Keeping your business afloat isn’t about maximizing revenue; it’s about maximizing profit. Finding new customers or selling more products requires investment, but cutting costs takes only a critical eye. The problem is that there are often overlooked expenses that hold your business back.
The question is, where should you look? At most companies, the following expense categories are hotspots for unnecessary spend:
1. Office supplies and services
That vendor contract you signed a few years ago might have been a good deal at the time, but things change. Especially if your business has grown, factors like demand, inflation, and administration can add more than you might think to your overhead costs.
Although you can use less in some cases, the better option is to find better prices on the products and services your office needs to operate. Consider joining a group purchasing organization: GPOs help member companies combine their purchasing power to secure discounts that no one member would be able to negotiate alone.
But GPOs aren’t just for buying supplies like soap and paper towels. Groups like Una save members up to 22% on services like ridesharing and lodging. Alternatives like videoconferencing work in certain circumstances, but travel costs cannot always be avoided.
2. Unused commercial space
Whether due to expected expansion or volume discounts, business leaders often overbuy on office space. Others use their existing space poorly, designing layouts that create crannies or restrict customer flows.

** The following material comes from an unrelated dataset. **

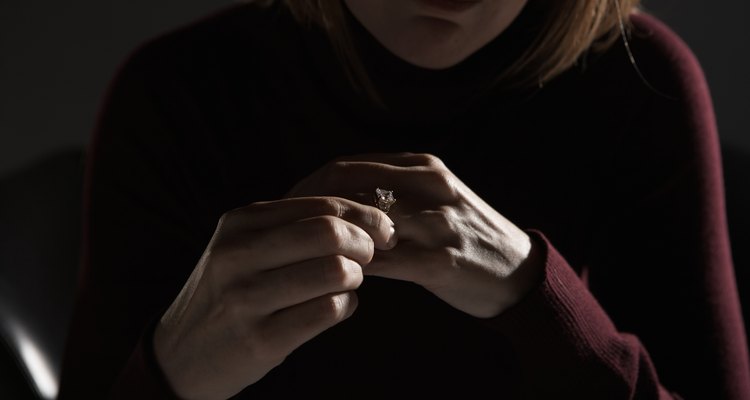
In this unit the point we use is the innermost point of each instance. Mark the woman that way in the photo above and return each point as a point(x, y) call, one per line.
point(548, 217)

One option is to encourage remote work. Having fewer employees at the office can shrink your footprint significantly as well as your utility expenditures. Even if your 100-person team works from home half of the time, your company could save around $1 million per year in utilities, space, and related expenses.

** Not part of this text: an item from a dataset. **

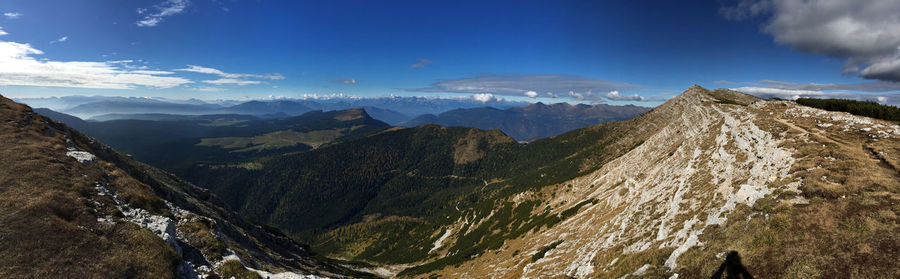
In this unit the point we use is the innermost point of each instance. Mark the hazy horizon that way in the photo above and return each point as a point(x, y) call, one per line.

Consult with supervisors who know the team’s needs and workflow. Ask whether certain features, such as display cases, are worth the space they take up. Do be mindful of safety: Moving a bookcase in front of a fire door isn’t a smart way to save space. Think, too, about your customer experience: A front desk might take up a lot of room, but it is also an important way to welcome shoppers when they walk in the door.
3. Outdated processes
Too many companies operate on the “if it ain’t broke, don’t fix it” mentality. But for the same reason the business world has moved on from typewriters, leaders can’t afford to stick to inefficient workflows.

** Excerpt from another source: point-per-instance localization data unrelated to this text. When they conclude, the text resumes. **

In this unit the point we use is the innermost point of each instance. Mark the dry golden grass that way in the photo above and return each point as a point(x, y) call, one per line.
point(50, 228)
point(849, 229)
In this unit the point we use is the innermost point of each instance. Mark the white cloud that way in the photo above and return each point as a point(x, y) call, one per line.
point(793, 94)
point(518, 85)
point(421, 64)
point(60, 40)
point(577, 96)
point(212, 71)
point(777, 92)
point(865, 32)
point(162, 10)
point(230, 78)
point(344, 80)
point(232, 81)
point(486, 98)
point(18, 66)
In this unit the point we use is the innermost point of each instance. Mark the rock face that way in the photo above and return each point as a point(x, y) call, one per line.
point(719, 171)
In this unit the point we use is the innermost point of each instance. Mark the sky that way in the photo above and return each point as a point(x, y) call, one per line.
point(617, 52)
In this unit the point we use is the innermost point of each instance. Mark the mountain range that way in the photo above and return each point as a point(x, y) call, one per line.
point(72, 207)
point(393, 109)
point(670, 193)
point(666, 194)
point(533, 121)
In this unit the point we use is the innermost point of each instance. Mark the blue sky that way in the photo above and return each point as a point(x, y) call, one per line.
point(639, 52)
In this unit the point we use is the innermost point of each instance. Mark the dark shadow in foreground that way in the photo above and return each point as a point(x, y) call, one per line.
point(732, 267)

Take email marketing. Sure, a member of your team could manually send out your company’s newsletter each week. But why bother when any number of email marketing tools let you schedule, personalize, and send out your message?
Take a “no stone unturned” approach: Could you ship out orders more efficiently using third-party fulfillment? Would selling through a different platform reduce your customer acquisition costs? Could you use self-service to take some of the burden off your HR team’s shoulders?
If there is a kernel of truth in the “this is the way things have already been” mentality, it’s that change is constant. Tweaking their processes, rooting out waste, and maximizing their resources will continue to be how companies stay competitive.
Beyond saving money, updating processes and giving workers options like remote work can improve your company’s customer and worker relationships. Those things may not show up on the expense sheet, but they’ll save you money just as surely as supply and service discounts.